If you would like to create some maps to present to your class or add to a project, Google Maps and Google Earth are two easy-to-use and feature-rich applications that are worth checking out. But which one is the best fit for your particular needs? With Google adding so much of Earth’s functionality to Maps, we thought now would be a good time to compare the two.
Google Maps will let you add pushpins that can contain text, images, and video. You can also draw lines and polygons, just like you can with Earth:
It can even import GPS data:
It also has a few advantages over Earth. In Maps, you can choose from a variety of base maps:
Most importantly, Maps is very stable and is still being developed by Google. Whereas, Google Earth has not been updated since 2013, a very long time in the world of software, and unfortunately, it shows. The software is very resource intensive and tends to crash occasionally.
There are also strange glitches that have appeared over time and have never been patched. For example, it is not possible to embed a video into a pushpin using the Mac version of the software, even though this can be done with the PC version.
Despite all of this, there are still some very compelling reasons to use Google Earth.
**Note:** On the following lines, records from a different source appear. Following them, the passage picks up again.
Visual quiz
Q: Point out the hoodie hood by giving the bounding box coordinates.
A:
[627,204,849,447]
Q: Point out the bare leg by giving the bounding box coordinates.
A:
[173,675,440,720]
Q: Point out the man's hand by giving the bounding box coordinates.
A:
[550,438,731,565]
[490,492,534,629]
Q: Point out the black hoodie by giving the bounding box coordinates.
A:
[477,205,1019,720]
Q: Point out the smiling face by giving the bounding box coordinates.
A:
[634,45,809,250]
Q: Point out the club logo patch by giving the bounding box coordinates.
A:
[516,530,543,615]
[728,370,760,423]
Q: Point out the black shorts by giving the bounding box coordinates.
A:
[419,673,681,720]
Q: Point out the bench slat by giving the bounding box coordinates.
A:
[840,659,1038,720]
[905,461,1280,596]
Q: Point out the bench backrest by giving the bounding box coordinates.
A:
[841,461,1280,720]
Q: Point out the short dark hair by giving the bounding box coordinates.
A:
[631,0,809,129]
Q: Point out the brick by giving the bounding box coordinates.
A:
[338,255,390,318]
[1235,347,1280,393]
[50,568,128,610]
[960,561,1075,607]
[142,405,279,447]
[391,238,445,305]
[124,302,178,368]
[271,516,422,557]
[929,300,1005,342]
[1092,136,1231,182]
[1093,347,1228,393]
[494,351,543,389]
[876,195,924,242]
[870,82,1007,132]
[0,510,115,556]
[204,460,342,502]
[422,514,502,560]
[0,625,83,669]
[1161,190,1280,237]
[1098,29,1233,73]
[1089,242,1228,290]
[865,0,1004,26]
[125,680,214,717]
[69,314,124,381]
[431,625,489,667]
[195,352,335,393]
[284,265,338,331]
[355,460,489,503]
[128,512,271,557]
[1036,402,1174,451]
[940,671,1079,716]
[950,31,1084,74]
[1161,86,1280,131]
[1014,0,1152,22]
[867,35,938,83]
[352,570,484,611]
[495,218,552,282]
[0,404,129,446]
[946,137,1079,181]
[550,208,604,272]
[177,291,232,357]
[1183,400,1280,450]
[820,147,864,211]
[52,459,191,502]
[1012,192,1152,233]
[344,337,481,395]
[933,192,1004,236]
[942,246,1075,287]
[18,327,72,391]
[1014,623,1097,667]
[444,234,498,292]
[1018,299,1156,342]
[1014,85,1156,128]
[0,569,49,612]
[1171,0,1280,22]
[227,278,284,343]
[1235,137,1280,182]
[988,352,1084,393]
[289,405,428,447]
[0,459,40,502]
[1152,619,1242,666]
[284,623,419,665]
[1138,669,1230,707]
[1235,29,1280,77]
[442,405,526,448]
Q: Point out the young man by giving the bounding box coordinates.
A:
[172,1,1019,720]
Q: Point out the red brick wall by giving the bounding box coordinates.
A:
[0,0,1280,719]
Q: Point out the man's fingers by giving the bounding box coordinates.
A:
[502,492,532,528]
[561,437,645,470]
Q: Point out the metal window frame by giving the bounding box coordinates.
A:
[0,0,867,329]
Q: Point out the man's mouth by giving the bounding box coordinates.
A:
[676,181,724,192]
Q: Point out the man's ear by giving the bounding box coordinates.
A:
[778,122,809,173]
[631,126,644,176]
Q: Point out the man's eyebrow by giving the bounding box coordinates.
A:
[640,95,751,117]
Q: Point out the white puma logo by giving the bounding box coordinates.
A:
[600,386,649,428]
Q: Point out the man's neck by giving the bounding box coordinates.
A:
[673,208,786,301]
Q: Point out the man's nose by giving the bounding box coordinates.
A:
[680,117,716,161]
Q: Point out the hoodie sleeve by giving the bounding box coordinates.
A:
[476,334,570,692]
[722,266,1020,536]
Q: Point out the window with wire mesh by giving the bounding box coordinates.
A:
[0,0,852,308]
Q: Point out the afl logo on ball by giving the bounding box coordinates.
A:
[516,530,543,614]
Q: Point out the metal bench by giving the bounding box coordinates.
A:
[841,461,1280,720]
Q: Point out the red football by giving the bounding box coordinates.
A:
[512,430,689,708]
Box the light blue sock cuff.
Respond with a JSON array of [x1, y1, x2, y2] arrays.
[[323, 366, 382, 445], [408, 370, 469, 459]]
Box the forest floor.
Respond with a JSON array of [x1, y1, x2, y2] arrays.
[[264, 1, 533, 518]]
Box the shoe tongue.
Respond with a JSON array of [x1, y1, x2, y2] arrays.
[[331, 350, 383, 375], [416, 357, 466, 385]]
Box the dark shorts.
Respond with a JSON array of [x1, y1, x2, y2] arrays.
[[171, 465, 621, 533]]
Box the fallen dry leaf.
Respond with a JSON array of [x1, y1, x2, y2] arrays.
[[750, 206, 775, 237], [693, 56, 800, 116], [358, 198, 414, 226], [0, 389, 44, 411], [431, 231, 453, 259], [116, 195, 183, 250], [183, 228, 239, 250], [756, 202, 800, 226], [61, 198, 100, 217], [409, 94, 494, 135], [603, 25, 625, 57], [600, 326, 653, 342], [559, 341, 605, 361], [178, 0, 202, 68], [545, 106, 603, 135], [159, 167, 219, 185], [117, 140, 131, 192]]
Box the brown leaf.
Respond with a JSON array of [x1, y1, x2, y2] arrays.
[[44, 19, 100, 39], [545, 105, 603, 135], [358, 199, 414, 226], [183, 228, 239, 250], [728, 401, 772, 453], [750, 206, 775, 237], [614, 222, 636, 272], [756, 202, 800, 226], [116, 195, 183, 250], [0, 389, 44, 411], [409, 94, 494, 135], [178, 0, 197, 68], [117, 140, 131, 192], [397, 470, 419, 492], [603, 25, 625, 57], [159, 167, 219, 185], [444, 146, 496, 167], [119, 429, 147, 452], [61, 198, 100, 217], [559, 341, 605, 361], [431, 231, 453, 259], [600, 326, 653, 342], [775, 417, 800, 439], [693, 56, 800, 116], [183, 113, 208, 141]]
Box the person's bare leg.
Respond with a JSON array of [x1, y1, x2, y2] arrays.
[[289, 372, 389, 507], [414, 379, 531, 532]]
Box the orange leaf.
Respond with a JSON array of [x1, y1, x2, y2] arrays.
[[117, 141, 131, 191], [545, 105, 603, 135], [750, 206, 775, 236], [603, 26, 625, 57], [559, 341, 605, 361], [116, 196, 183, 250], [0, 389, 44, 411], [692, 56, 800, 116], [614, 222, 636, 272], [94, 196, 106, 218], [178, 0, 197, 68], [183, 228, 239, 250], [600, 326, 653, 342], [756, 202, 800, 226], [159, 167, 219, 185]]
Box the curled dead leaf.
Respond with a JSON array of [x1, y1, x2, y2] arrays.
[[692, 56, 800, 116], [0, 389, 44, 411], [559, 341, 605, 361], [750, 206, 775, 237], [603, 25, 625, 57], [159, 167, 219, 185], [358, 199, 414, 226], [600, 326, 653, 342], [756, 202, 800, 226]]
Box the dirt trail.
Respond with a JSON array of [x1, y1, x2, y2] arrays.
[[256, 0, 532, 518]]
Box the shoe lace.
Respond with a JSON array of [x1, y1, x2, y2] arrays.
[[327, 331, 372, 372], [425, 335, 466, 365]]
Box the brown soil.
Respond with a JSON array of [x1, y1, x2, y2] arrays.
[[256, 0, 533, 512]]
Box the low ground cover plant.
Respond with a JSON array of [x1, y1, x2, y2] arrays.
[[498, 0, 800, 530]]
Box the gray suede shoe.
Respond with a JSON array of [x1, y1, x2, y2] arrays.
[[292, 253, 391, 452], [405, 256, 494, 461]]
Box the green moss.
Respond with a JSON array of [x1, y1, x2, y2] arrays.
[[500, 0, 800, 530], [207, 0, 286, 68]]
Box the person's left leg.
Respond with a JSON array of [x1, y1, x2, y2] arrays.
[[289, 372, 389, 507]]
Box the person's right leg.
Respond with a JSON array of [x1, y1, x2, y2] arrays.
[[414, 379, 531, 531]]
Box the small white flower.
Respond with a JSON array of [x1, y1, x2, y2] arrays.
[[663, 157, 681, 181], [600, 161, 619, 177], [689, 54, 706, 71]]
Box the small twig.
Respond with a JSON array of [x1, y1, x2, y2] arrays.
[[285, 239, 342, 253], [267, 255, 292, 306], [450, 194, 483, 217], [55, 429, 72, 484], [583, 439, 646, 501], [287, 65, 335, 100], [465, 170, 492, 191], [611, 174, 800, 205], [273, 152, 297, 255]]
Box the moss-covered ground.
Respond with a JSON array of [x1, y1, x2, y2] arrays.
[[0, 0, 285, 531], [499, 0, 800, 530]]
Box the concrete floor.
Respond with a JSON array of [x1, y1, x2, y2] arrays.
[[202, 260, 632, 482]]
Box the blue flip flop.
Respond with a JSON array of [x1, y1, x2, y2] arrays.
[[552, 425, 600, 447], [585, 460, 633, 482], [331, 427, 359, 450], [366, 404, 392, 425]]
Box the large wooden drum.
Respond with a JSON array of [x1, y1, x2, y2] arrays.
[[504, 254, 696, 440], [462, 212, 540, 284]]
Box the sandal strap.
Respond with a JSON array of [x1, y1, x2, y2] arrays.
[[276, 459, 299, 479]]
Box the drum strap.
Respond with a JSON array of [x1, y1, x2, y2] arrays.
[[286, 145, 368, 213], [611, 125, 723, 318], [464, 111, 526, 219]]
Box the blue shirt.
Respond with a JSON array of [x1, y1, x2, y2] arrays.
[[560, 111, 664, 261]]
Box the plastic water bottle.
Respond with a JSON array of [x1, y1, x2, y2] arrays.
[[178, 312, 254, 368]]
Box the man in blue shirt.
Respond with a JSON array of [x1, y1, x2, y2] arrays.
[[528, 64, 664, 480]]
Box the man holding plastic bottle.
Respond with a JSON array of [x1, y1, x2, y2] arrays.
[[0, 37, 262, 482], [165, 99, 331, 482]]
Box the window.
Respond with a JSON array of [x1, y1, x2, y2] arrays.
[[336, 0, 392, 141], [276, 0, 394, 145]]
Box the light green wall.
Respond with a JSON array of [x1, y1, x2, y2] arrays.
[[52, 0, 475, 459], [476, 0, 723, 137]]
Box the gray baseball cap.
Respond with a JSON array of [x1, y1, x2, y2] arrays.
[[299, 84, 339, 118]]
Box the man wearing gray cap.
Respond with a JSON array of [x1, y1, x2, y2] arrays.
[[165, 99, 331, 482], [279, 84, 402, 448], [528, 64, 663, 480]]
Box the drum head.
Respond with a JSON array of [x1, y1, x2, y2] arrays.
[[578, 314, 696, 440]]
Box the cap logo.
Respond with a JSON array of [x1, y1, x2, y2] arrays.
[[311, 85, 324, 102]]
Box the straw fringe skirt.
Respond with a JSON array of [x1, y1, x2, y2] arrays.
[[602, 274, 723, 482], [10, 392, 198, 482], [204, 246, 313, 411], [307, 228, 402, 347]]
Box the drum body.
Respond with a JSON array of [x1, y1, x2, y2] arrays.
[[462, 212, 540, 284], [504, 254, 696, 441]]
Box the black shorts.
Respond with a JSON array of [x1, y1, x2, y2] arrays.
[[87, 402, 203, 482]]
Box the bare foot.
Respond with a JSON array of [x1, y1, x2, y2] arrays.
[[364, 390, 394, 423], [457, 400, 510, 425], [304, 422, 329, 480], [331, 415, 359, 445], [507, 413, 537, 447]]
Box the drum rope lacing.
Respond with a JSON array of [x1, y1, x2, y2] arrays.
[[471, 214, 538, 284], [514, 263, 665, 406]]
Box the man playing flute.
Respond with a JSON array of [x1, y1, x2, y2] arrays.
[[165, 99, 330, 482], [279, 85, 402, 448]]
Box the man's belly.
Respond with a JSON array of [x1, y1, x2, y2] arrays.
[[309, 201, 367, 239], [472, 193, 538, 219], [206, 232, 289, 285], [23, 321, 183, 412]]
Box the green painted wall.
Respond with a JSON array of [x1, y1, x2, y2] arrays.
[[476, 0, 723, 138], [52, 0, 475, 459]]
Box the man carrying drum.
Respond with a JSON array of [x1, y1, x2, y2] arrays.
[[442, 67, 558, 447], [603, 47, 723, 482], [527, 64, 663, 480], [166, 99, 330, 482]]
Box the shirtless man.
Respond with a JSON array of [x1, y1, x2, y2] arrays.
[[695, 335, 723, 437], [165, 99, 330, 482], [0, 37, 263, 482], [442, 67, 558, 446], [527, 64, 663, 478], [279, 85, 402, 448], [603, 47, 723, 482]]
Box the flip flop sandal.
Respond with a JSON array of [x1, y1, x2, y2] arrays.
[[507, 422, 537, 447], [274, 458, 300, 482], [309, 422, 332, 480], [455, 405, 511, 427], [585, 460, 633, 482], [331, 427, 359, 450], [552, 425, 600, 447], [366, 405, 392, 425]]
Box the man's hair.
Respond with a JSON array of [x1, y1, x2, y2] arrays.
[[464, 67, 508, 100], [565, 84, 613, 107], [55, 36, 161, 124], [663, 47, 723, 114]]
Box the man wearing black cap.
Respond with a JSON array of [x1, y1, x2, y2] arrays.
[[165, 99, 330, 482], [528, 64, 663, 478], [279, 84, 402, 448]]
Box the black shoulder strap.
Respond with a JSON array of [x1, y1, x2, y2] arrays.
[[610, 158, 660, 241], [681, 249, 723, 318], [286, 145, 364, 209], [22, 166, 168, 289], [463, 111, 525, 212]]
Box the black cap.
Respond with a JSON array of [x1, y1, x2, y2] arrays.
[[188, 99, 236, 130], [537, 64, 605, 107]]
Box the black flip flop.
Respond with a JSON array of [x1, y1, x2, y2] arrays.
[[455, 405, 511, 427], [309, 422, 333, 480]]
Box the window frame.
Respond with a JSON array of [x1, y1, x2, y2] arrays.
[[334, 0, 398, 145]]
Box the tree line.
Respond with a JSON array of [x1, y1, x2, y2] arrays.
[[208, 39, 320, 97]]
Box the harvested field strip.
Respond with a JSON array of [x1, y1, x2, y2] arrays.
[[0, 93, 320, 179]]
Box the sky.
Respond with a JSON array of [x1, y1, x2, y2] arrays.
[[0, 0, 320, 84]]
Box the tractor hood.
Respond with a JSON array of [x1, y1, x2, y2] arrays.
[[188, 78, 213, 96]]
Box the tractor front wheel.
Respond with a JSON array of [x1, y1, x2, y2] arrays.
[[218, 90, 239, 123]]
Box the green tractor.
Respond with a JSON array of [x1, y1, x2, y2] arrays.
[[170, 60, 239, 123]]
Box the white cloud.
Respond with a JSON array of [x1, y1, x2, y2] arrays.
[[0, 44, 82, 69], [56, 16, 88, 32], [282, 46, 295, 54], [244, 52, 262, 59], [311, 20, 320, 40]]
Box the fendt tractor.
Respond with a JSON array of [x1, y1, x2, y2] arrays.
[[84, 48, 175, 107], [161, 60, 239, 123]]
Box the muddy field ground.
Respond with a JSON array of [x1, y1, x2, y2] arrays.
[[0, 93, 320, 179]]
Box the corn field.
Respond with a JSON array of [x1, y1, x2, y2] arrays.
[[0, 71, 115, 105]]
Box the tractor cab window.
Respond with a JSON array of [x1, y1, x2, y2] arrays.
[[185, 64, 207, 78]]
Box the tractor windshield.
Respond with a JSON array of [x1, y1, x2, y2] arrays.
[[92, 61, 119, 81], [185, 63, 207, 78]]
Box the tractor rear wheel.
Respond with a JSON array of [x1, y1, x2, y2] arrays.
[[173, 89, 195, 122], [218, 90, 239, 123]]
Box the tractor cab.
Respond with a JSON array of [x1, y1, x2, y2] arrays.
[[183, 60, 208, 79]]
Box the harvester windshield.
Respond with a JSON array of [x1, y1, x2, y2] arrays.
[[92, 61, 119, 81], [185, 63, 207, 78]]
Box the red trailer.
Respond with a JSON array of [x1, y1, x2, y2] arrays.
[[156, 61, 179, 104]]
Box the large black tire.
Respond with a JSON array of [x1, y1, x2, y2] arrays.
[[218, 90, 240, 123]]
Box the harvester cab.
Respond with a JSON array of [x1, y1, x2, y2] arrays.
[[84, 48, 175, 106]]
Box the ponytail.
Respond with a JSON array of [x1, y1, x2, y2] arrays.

As a presentation tool, it is far more dynamic than Maps. To navigate through a series of locations in Maps, you can only click through them in the sidebar (or actually click and drag the map around):
But when locations are added to Earth, they automatically generate an automated tour which can be launched by clicking the play icon:
You can control the positioning and zoom levels for each location by positioning it the way you want and setting that view as a “snapshot:”
You can even add an audio commentary by clicking the “Record a Tour” icon*:
Here is a sample tour that was created by Dickinson Classical Commentaries:
Another useful feature that is now unique to Earth is the ability to overlay maps and images onto the base map (Maps recently disabled this):
This feature is also important, since unlike Maps, you cannot change the base map in Earth. But Earth does contain a wealth of data you can add to your presentations, including 3D models of buildings, and you can toggle off all of these layers if you do not wish to use them, which is something Maps does not permit:
It even contains several years’ worth of satellite maps and aerial photography:
You can save your presentations as KMZ files (an archived XML file) to be used later or uploaded to Maps (but, as mentioned earlier, overlays will not appear). In fact, given the technical issues mentioned above, you will want to save your work in Earth pretty frequently.
*Google Earth Pro comes with Movie-Maker, which can export presentations to Windows Media and QuickTime HD movies, up to 1,920×1,080-pixel resolution. Pro is now free (it was $400/yr.). You can download it here and sign in using your email address as your username and the license code, GEPFREE.